Negli ultimi giorni, infatti, è giunta anche la notizia di uno sciopero spontaneo dei lavoratori del grande stabilimento ‘Yuzhmasch’ di Dnipropetrovsk. Da mesi non vengono pagati gli stipendi. La gran parte della produzione di componenti high-tech in precedenza era diretta alla Russia. Ora le esportazioni sono bloccate e gli impianti sono fermi.
Riprende la lotta di classe quindi, l'unica forza, l'unico movimento reale che può cambiare, capovolgere i rapporti di forza e vincere effettivamente la lotta contro i fascisti e i loro protettori, gli oligarchi di tutte le nazionalità.
Fin dall'inizio abbiamo sostenuto che l’unica via attraverso la quale il movimento anti-Maidan avrebbe potuto avere successo era l’adozione di un chiaro e coerente punto di vista di classe, piuttosto che di uno nazionalista.
Infatti, vista la situazione di crisi di regime a Kiev, le possibilità di connettersi a un movimento di massa all'ovest da parte delle repubbliche popolari dell'est possono diventare realtà solo se si abbandona una posizione nazionalista.
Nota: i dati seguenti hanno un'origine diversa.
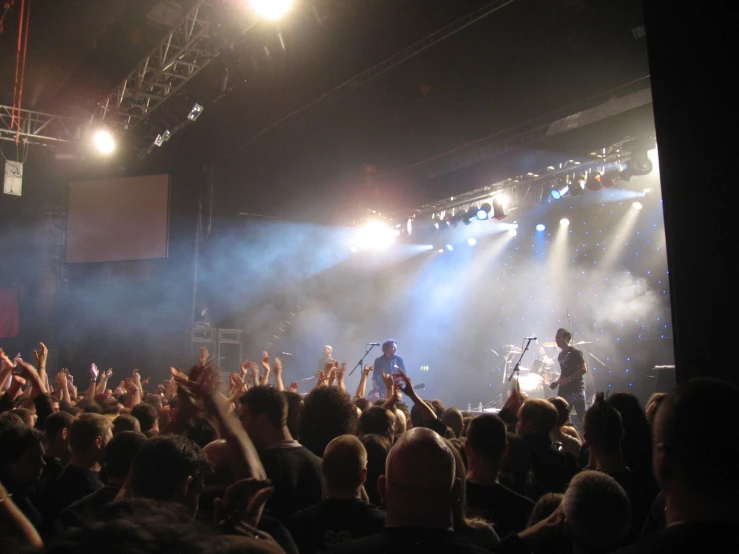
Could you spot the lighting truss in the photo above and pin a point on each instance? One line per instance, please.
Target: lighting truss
(38, 128)
(183, 53)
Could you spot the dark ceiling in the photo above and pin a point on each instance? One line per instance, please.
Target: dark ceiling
(531, 62)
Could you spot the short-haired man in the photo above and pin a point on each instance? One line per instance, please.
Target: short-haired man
(700, 480)
(552, 469)
(294, 470)
(485, 446)
(388, 364)
(342, 515)
(420, 491)
(88, 437)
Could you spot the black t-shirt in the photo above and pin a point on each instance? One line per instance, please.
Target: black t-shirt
(409, 540)
(570, 360)
(72, 485)
(506, 510)
(332, 522)
(296, 475)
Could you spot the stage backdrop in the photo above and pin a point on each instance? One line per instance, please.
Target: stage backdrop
(114, 220)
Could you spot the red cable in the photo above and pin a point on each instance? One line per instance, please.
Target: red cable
(17, 63)
(23, 71)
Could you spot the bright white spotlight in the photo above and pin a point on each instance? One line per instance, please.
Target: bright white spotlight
(104, 141)
(376, 235)
(271, 9)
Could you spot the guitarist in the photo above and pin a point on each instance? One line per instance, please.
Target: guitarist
(388, 364)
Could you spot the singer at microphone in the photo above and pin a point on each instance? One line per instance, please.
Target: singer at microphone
(387, 364)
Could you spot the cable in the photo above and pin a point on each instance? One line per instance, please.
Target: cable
(384, 66)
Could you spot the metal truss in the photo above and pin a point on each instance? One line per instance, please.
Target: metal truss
(179, 56)
(38, 128)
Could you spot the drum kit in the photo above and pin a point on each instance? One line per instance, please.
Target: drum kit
(544, 370)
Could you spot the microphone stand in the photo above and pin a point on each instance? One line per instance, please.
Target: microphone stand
(515, 368)
(361, 361)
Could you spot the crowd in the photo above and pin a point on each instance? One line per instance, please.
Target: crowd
(197, 465)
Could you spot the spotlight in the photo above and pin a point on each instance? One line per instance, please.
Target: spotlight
(500, 207)
(594, 182)
(104, 141)
(483, 212)
(558, 193)
(197, 109)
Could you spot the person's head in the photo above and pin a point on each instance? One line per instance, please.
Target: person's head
(362, 403)
(603, 428)
(487, 442)
(389, 348)
(709, 471)
(378, 421)
(294, 406)
(327, 413)
(21, 455)
(120, 452)
(344, 466)
(147, 416)
(263, 413)
(536, 416)
(652, 405)
(419, 487)
(56, 431)
(169, 468)
(126, 422)
(563, 338)
(202, 430)
(563, 410)
(88, 437)
(597, 512)
(453, 419)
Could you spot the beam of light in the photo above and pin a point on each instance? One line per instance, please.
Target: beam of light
(104, 141)
(271, 9)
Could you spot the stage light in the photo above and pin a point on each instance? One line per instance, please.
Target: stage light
(500, 207)
(558, 193)
(593, 182)
(483, 212)
(197, 109)
(104, 141)
(271, 9)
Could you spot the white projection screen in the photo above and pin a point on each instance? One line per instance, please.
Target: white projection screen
(113, 220)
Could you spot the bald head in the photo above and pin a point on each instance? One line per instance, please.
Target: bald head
(344, 464)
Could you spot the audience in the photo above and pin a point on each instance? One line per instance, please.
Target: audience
(343, 515)
(486, 444)
(294, 470)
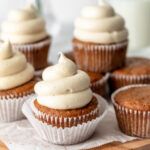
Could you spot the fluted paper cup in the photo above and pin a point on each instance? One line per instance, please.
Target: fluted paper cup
(68, 135)
(99, 57)
(132, 122)
(10, 108)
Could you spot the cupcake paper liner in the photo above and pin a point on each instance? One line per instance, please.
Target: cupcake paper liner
(132, 122)
(36, 53)
(68, 135)
(10, 108)
(99, 58)
(118, 81)
(101, 86)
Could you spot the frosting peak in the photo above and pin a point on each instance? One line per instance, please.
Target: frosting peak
(5, 51)
(63, 86)
(100, 24)
(14, 69)
(23, 26)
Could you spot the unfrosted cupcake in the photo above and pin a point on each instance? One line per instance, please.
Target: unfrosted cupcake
(100, 39)
(16, 83)
(132, 106)
(135, 71)
(25, 29)
(65, 103)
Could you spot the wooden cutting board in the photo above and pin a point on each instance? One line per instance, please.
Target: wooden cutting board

Non lasciamo che vengano soffocate quelle forze all’interno delle Repubbliche, che difendono un chiaro programma anti-oligarchico, in opposizione aperta al capitalismo e un orientamento socialista della lotta! Che vengano messe in pratica misure audaci di esproprio dei capitalisti che possano connettersi e ispirare l’inevitabile movimento contro l’austerità imposta dal FMI e contro la guerra nel resto dell’Ucraina!